Like childhood cancers, early life epilepsies represent many rare disorders with diverse underlying causes. Unlike childhood cancers, little has changed in the outcomes of early life epilepsies in the past few decades, despite advances in diagnostic technologies and availability of new treatments. Following recommendations in the U.S., specialty treatment for early life epilepsies is often delayed for a year of uncontrolled seizures. “For an infant, it is akin to recommending an oncology consultation only after a cancer has metastasized,” write Anne Berg, PhD, and Stewart Goldman, MD, from Ann & Robert H. Lurie Children’s Hospital of Chicago, in Neurology.
“Epilepsies in infants and young children should be treated with the urgency that we see in pediatric oncology,” says Dr. Berg, Research Professor in Pediatrics at Northwestern University Feinberg School of Medicine, who specializes in childhood epilepsy. “Right away these children should receive a comprehensive evaluation that includes thorough genetic testing, so that we can match treatment to the precise cause of their epilepsy in order to achieve optimal outcomes. This is the age of precision medicine and we have the tools to make a profound difference for these young patients.”
Early life epilepsies affect approximately 6400 infants and toddlers each year in the U.S. These disorders are some of the most difficult to treat forms of epilepsy, with uncontrolled seizures posing a serious threat to early brain development. Studies also show high early mortality associated with early life epilepsies – 10 to 20 percent in the first few decades of life. Early effective treatment can result in better outcomes.
In addition to the current lack of urgency, treatments for children with early life epilepsies are often inconsistent across institutions and solid evidence for various therapeutic approaches is lacking. To remedy this, the authors call for epilepsy centers to join forces and emulate the cooperative group model that has been so successful for childhood cancers.
The overall survival of childhood cancers is around 80 percent today – up from only 10 percent in the 1950s. This dramatic improvement is largely due to the research conducted through the national cooperative group structure. Over 90 percent of children diagnosed with cancer are treated at a hospital that is part of the cooperative group called Children’s Oncology Group, which is funded by the National Cancer Institute. These children receive evidence-based treatments within days of initial referral and virtually all patients participate in clinical trials.
“The epilepsy community needs to come together and create a large scale, national collaborative structure for early life epilepsies that will allow us to conduct randomized clinical trials and other clinical research to establish evidence-based treatments and protocols for these children. Because these are individually such rare diseases, it is essential that all patients with early life epilepsies are encouraged to enroll in research studies,” says Dr. Berg.

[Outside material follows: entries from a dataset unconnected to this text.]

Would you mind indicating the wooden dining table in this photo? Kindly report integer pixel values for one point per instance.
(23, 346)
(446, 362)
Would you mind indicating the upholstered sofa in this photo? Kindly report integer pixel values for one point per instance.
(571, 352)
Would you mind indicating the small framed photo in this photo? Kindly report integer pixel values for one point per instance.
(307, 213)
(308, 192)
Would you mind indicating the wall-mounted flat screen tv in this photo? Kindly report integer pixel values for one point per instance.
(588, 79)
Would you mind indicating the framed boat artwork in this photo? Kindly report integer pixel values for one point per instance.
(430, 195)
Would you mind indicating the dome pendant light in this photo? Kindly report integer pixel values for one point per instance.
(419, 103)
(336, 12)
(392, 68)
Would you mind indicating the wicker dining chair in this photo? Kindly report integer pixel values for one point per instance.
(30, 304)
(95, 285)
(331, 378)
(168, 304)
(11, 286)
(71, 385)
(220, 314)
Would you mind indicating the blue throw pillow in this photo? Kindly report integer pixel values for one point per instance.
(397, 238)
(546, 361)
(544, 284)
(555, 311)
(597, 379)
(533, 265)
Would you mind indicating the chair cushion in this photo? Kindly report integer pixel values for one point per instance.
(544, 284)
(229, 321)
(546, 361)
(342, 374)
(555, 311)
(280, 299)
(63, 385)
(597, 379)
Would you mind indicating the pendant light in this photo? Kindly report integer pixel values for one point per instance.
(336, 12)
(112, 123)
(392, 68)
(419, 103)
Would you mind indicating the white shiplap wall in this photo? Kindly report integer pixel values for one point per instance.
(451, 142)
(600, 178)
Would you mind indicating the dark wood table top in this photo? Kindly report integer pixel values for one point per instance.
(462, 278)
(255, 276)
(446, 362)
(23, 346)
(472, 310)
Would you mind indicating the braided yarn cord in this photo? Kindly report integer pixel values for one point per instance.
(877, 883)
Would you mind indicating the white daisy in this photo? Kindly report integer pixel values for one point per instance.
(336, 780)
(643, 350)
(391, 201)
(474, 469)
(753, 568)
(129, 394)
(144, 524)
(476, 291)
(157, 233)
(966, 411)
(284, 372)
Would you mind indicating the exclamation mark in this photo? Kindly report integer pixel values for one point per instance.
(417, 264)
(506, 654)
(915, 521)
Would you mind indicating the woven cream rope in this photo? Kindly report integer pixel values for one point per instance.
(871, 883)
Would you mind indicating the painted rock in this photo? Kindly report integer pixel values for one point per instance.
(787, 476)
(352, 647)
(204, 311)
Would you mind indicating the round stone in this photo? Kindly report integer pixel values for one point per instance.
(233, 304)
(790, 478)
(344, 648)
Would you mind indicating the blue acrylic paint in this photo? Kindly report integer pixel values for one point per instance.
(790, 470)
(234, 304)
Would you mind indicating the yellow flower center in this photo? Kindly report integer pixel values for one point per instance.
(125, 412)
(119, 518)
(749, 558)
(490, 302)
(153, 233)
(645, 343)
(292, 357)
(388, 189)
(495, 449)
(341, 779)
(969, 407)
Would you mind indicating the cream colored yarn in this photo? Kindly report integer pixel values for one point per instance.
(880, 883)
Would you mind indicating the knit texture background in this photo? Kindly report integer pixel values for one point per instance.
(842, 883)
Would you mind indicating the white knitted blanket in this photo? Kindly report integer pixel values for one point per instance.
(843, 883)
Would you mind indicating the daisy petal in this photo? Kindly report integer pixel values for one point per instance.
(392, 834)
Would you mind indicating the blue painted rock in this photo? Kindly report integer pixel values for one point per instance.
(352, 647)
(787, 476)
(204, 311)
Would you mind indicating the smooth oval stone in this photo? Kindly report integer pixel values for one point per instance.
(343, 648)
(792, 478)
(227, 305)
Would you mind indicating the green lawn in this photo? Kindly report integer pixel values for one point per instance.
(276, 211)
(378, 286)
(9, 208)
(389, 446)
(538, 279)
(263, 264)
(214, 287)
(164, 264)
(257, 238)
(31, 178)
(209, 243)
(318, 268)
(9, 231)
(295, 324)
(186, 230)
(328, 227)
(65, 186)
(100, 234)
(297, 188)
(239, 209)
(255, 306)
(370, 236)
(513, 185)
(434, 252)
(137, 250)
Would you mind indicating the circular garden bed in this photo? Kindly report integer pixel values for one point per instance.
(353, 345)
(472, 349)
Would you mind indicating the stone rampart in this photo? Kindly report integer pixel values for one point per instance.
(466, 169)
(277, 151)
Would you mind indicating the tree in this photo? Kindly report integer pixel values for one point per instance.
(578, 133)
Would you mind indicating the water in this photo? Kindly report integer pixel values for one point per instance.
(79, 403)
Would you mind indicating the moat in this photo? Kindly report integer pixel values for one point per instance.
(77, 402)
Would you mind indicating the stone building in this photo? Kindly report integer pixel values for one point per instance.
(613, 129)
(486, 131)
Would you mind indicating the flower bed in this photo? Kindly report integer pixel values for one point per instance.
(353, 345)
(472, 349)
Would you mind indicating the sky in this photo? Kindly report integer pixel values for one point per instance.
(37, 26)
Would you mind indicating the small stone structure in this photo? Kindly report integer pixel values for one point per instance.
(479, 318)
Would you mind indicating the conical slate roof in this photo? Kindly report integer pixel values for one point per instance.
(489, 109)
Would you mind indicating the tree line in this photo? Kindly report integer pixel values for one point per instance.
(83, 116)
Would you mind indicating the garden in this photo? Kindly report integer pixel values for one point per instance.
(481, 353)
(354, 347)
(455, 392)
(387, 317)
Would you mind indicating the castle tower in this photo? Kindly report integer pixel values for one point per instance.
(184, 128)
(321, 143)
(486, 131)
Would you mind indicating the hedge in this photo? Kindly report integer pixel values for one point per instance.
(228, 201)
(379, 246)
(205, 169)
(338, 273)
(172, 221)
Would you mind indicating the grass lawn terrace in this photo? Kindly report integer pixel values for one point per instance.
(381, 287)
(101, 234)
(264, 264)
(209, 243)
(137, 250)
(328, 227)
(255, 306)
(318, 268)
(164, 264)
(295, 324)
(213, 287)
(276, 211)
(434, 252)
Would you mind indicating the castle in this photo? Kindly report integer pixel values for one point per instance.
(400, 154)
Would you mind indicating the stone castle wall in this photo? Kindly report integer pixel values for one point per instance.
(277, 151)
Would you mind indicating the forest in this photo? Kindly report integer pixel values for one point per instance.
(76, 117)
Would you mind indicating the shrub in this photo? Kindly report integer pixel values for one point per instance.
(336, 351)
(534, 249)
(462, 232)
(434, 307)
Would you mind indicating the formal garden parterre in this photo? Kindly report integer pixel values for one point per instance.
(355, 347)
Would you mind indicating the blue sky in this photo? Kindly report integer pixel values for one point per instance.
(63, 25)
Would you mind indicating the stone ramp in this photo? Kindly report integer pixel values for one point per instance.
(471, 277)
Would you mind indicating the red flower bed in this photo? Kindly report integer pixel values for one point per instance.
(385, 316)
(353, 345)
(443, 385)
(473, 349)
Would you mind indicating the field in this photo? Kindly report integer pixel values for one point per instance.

Early efforts to develop collaborative research structures for early life epilepsies include the Neonatal Seizure Registry, the Pediatric Epilepsy Research Consortium and the National Infantile Spasms Consortium.
“We still have a long way to go,” says Dr. Berg. “Ultimately, a successful cooperative effort will need to include everyone involved in the diagnosis, treatment and referral of children at the earliest signs of early life epilepsies. We also need to build partnerships with the many family-run philanthropic organizations focused on specific genetic epilepsies. We need to speak with a unified voice to legislators and funding agencies about the urgency to advance care and improve outcomes of early life epilepsies.”